1. Chronic Hyper-Activation of p-mTOR and p-Akt

The primary risk identified is the severe transcript-to-protein divergence. While the combination therapy successfully lowered mTOR gene expression (mRNA), it paradoxically caused a profound, highly significant increase in phosphorylated mTOR (p-mTOR) and phosphorylated Akt (p-Aqt) protein levels.

• The Problem: In human longevity protocols, rapamycin is utilized specifically to downregulate mTOR complex 1 (mTORC1) activity to stimulate autophagy (cellular cleanup).

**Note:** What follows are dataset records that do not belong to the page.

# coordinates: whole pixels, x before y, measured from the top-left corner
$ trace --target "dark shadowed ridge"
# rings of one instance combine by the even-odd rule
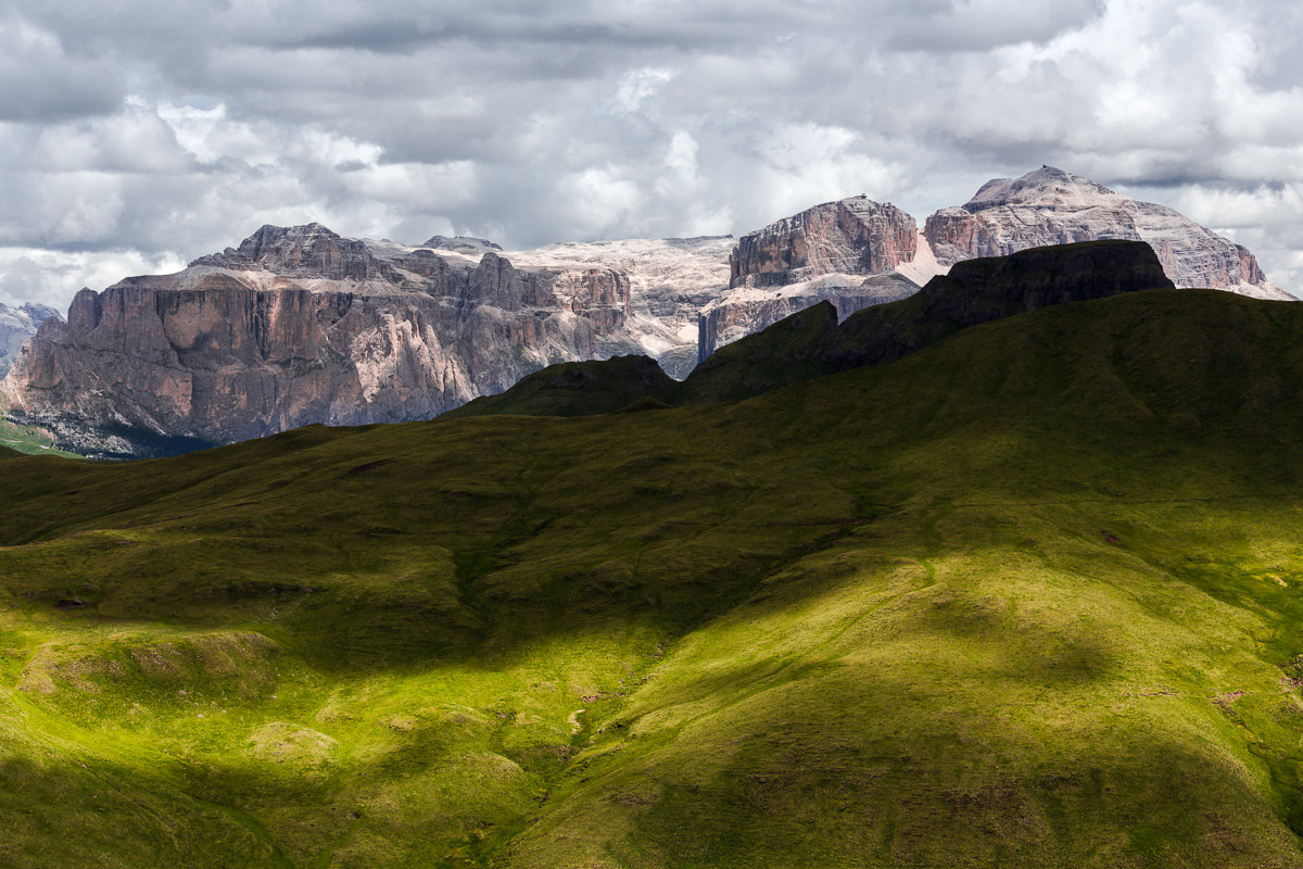
[[[833,305],[820,302],[722,347],[681,384],[653,373],[655,362],[646,357],[564,363],[452,414],[582,416],[618,410],[642,397],[678,405],[740,401],[898,360],[980,323],[1145,289],[1174,289],[1174,284],[1144,242],[1033,248],[955,263],[909,298],[864,309],[840,324]]]

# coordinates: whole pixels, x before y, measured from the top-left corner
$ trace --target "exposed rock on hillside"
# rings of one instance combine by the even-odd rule
[[[969,326],[1143,289],[1174,287],[1153,249],[1141,242],[1097,241],[972,259],[955,264],[949,275],[933,278],[909,298],[864,309],[840,324],[834,305],[821,301],[721,348],[683,383],[666,386],[645,371],[635,378],[625,361],[619,366],[614,360],[585,363],[582,378],[573,377],[573,366],[558,366],[459,413],[573,416],[585,406],[573,392],[589,388],[602,395],[618,392],[620,403],[638,396],[668,404],[739,401],[846,369],[896,360]],[[564,382],[568,391],[538,388],[552,379]],[[594,400],[586,406],[586,413],[614,409],[610,400]]]
[[[825,202],[737,240],[728,287],[780,287],[829,274],[876,275],[915,254],[913,218],[864,197]]]
[[[825,202],[737,240],[728,292],[701,311],[697,361],[817,302],[848,315],[917,292],[896,274],[915,261],[913,218],[864,197]]]
[[[1293,298],[1267,280],[1246,248],[1171,208],[1130,199],[1053,167],[986,182],[964,206],[928,218],[924,235],[945,266],[1074,241],[1145,241],[1178,287]]]
[[[51,317],[57,318],[59,311],[46,305],[0,305],[0,374],[9,370],[22,345]]]
[[[59,431],[205,442],[427,418],[555,362],[636,354],[685,378],[717,349],[817,302],[844,319],[909,297],[964,259],[1098,238],[1148,242],[1178,285],[1291,298],[1247,250],[1175,211],[1044,167],[986,184],[923,231],[893,205],[853,197],[736,245],[504,251],[461,236],[413,248],[321,224],[263,227],[176,275],[83,291],[0,392]],[[112,451],[142,449],[152,447]]]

• The Risk: Chronic elevation of p-mTOR and p-Akt in the liver completely blocks autophagic flux, promotes cellular hypertrophy, and is a known driver of hepatic insulin resistance, impaired glucose tolerance, and disrupted lipid metabolism. Simultaneously taking both drugs could accidentally accelerate metabolic dysfunction rather than prevent it.

2. Complex Inflammatory Feedback Loops

While the combination treatment successfully depressed inflammatory gene transcripts (like TNF-alpha and IL-6), the individual arms showed unexpected increases in total NF-kB and p-NF-kB protein levels. This indicates that blocking the CCR5 receptor and mTOR simultaneously causes the cell to trigger compensatory survival mechanisms. The long-term phenotypic consequence of having low inflammatory transcripts but elevated, activated inflammatory proteins (p-NF-kB) is completely unknown and could result in late-onset tissue toxicity or autoimmune hyper-reactivity.

3. Model-Specific Misinterpretation

The mice used were interleukin-10 knockout (IL-10KO) models, which represent an environment of extreme, unnatural, unmitigated systemic inflammation. In a healthy human or a wild-type animal with normal baseline IL-10 levels, adding a potent chemokine antagonist (maraviroc) alongside an immunosuppressant (rapamycin) could severely compromise immune surveillance, leaving the user highly vulnerable to opportunistic infections or impaired tissue healing.